Internal workings: a blog
|Posted on May 1, 2015 at 3:20 PM|
Yesterday, April 30, 2015, I read the editorial in The Journal: Safety First, Additional protection for miners just makes sense. I was primed to disagree with whatever was written, because The Journal is a corporate apologist, and I am not. Upon first reading the editorial, which was lauding the Robert C. Byrd Mine Safety and Protection Act of 2015, I was mildly surprised. The Act itself stands, generally, for the proposition that mine safety regulations must be enforced. It wasn't until my third reading of the editorial that I began to understand why The Journal was apparently supporting a mine safety bill. In fact, The Journal was not supporting increased mine safety.
I think that The Journal's real purpose behind the editorial is found in paragraph five:
Many mine owners complain MSHA inspectors are too eager to hand out citations for technical violations that have little if anything to do with keeping miners safe. Obviously that attitude, where present, should be discouraged--because, if anything, it may be a distraction from enforcing truly important rules.
The first question that came to my mind was who gets to decide what is a truly important rule versus a technical violation: the complaining mine owners?

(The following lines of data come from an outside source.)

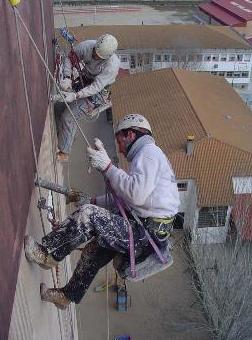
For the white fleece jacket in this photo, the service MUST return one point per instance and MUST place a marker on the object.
(149, 187)
(103, 71)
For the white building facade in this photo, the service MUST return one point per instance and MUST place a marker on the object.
(233, 64)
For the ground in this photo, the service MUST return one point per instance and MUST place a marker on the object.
(119, 15)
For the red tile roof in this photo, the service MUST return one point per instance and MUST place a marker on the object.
(240, 8)
(220, 15)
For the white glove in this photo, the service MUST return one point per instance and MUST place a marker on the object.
(66, 85)
(69, 97)
(98, 157)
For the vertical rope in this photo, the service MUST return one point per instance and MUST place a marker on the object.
(63, 13)
(107, 303)
(33, 145)
(44, 35)
(29, 116)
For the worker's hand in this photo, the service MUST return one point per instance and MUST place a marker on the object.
(98, 157)
(66, 85)
(68, 96)
(72, 196)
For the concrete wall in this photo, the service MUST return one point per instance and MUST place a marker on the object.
(204, 66)
(17, 167)
(32, 319)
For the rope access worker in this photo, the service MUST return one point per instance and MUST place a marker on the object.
(149, 188)
(100, 66)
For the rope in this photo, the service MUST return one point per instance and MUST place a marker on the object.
(29, 117)
(63, 13)
(51, 76)
(45, 45)
(107, 303)
(33, 143)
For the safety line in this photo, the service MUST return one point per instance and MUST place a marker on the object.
(63, 13)
(33, 147)
(44, 35)
(107, 303)
(29, 116)
(51, 76)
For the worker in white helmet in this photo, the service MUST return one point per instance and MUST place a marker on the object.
(89, 95)
(149, 191)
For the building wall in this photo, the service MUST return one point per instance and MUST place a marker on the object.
(188, 204)
(211, 234)
(32, 319)
(17, 166)
(236, 68)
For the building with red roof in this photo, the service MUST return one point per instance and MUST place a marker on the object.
(236, 13)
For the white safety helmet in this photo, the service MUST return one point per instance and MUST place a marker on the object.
(133, 120)
(105, 46)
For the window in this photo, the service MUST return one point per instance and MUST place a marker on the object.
(146, 58)
(124, 58)
(182, 186)
(167, 57)
(223, 57)
(182, 58)
(132, 61)
(198, 57)
(245, 75)
(212, 217)
(174, 57)
(139, 60)
(239, 57)
(191, 57)
(207, 58)
(246, 57)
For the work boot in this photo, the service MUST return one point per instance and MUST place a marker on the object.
(62, 157)
(54, 295)
(35, 252)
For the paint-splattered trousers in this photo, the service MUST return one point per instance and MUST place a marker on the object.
(108, 233)
(90, 108)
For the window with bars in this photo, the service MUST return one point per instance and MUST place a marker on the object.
(247, 57)
(239, 57)
(182, 186)
(207, 58)
(124, 58)
(167, 57)
(132, 61)
(223, 57)
(158, 58)
(212, 217)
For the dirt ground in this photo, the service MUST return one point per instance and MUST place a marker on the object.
(164, 306)
(124, 15)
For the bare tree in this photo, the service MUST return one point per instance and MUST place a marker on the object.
(223, 278)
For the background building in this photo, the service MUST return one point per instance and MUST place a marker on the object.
(213, 49)
(179, 104)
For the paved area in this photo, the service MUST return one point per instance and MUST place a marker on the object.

Allowing the complaining mine owners to control safety in a mine would be consistent with The Journal's support for The Coal Jobs and Safety Act 2015 (the "Act"), that was passed by our republican led legislature, and signed into law on March 12, 2015. Cecil E. Roberts, President of the United Mine Workers of America International said of the law:
Today marks the first time in West Virginia history that our state has officially reduced safety standards for coal miners. It is a truly sad day for those miners and their families, and once again demonstrates that our beloved state has yet to break free of the out-of-state corporate interests.

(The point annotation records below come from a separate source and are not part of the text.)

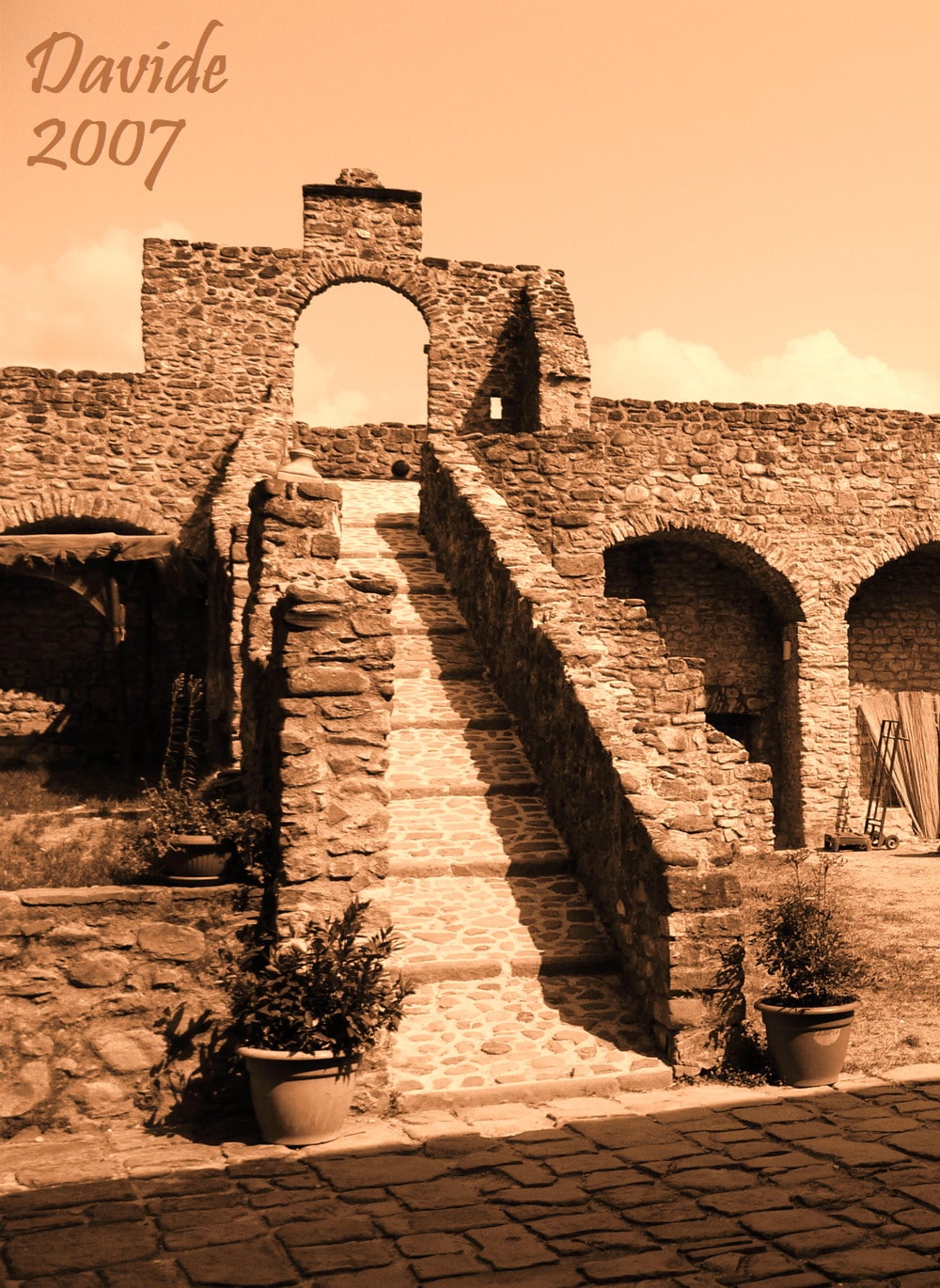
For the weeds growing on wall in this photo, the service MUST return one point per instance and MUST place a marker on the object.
(53, 850)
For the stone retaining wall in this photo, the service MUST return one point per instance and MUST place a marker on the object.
(319, 689)
(626, 779)
(87, 975)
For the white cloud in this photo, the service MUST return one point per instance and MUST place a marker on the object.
(811, 369)
(317, 401)
(80, 310)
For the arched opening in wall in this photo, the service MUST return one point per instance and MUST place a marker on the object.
(721, 605)
(361, 382)
(98, 617)
(894, 672)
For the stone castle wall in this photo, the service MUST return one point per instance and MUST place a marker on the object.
(87, 978)
(807, 502)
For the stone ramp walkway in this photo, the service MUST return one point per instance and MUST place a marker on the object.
(693, 1187)
(517, 992)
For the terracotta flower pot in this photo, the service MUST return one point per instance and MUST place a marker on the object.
(807, 1044)
(299, 1099)
(195, 859)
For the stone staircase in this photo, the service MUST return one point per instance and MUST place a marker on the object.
(518, 997)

As usual, I had to do some research, and I found that the Friends of Coal, disagreed with Cecil, and thought the Act was a pretty good deal, and found that the West Virginia Coal Association also thought the Act was a step in the right direction. There was something curious about the logos for these two organizations, however, they looked suspiciously alike: their name with a glorious swoop underneath, probably to signify progress or something. Upon further research, however, I found that there was a perfectly logical explanation for why their logos were similar: Friends of Coal is a West Virginia based, republican supported political action committee (read hidden money), and West Virginia Coal Association is made up of the owners of the various mines, not the miners, just the owners (read more hidden money).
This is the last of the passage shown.